Well, today is Good Friday, as you'll no doubt be aware. And how could you miss it? It's one of the only days of the year when everything shuts down. The TAB make the huge concession of only placing bets on races run overseas. Some people eat fish or chicken. Everyone, except for the poor sods at the TAB, gets the day off.
And you can cast your minds back, no doubt, to the various debates about what should and shouldn't be done on Good Friday. Should there be gambling? Should re-runs of "The Exorcist" be shown?
Which is strange, really, given how little significance the day itself still holds in society. Easter Sunday is an easier day to tackle, because at least then we get to eat eggs. Not that we tend to wait until the Sunday to eat them anyway - they've been on sale in Safeway ever since midnight of Valentine's Day.
But why Good Friday? Is this one last remaining vestige of Christendom, that we still observe it, still keep it sacred, even if we're not quite sure why?

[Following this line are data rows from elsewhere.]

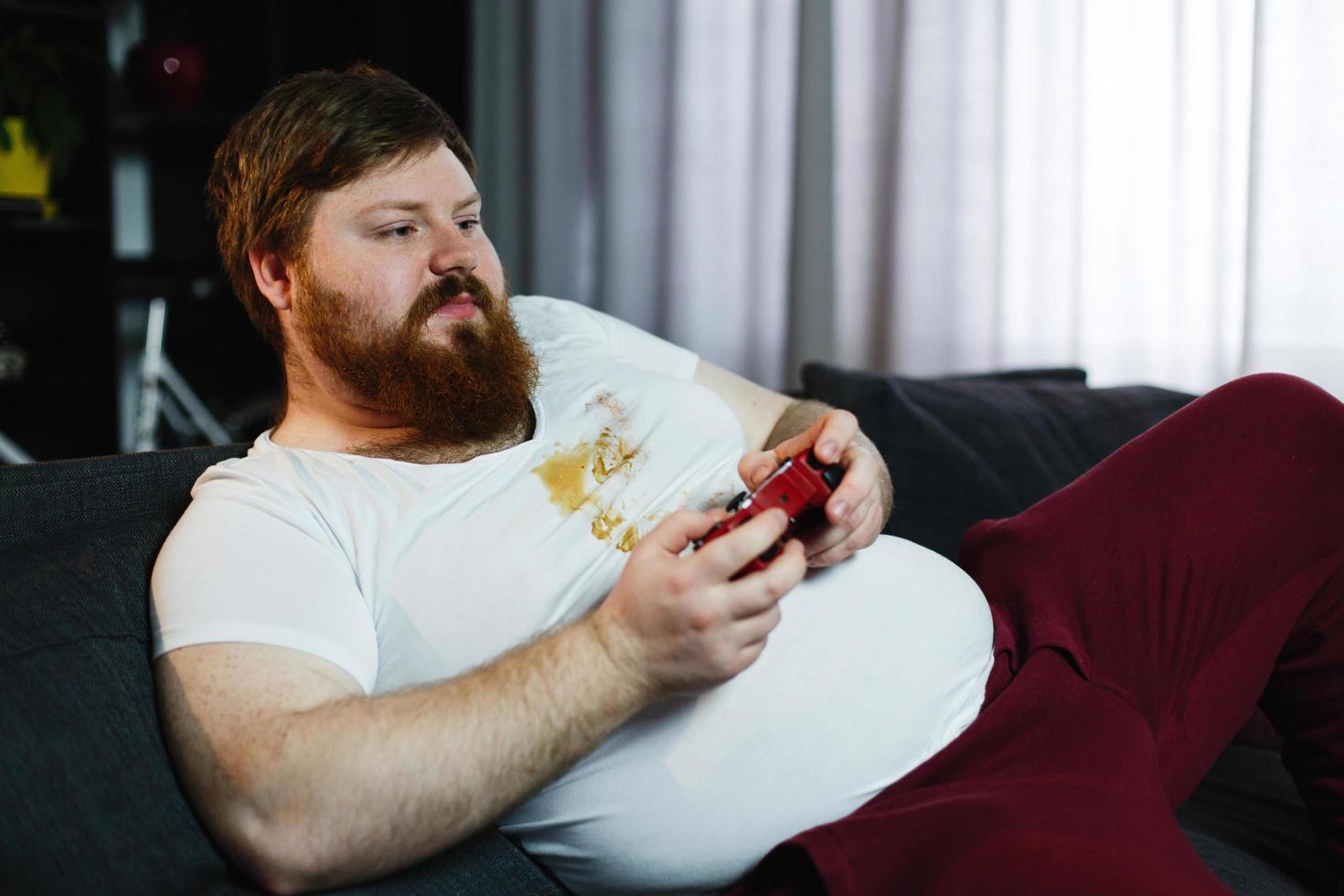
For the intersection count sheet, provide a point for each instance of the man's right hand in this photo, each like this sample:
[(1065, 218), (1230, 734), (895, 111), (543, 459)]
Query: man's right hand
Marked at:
[(677, 623)]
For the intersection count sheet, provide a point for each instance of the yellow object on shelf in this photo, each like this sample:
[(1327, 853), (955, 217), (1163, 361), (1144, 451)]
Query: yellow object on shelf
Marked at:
[(23, 172)]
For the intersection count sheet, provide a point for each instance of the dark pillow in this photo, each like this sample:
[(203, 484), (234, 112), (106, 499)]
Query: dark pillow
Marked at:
[(971, 448)]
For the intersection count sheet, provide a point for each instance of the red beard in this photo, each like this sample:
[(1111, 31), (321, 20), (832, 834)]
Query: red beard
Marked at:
[(476, 389)]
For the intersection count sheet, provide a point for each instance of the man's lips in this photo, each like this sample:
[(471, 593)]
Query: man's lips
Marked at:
[(460, 306)]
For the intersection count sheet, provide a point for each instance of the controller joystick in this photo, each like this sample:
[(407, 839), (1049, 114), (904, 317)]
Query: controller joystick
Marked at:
[(800, 486)]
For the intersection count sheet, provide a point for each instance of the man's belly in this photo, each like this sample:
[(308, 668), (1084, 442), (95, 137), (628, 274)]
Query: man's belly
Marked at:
[(875, 666)]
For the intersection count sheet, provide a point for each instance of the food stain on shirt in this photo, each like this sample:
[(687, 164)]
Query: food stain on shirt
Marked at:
[(609, 403), (605, 523), (575, 477), (563, 475)]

What, I wonder, would our society look like if Good Friday was no longer observed. Probably not much different to how it looks now, I suspect, only we'd have one fewer Public Holiday. No, that's not the important question. What we should really be thinking about is what our society would look like if Good Friday had never happened at all.
It's when we start to imagine that kind of society that the day becomes significant. If you have the time to think about it today, please do, before the chocolate eggs take over and we go back to work. It isn't just tradition that makes us still observe this day. It has a meaning - a deep one, that could really change all our lives if we let it. I hope that it can do that for you this year.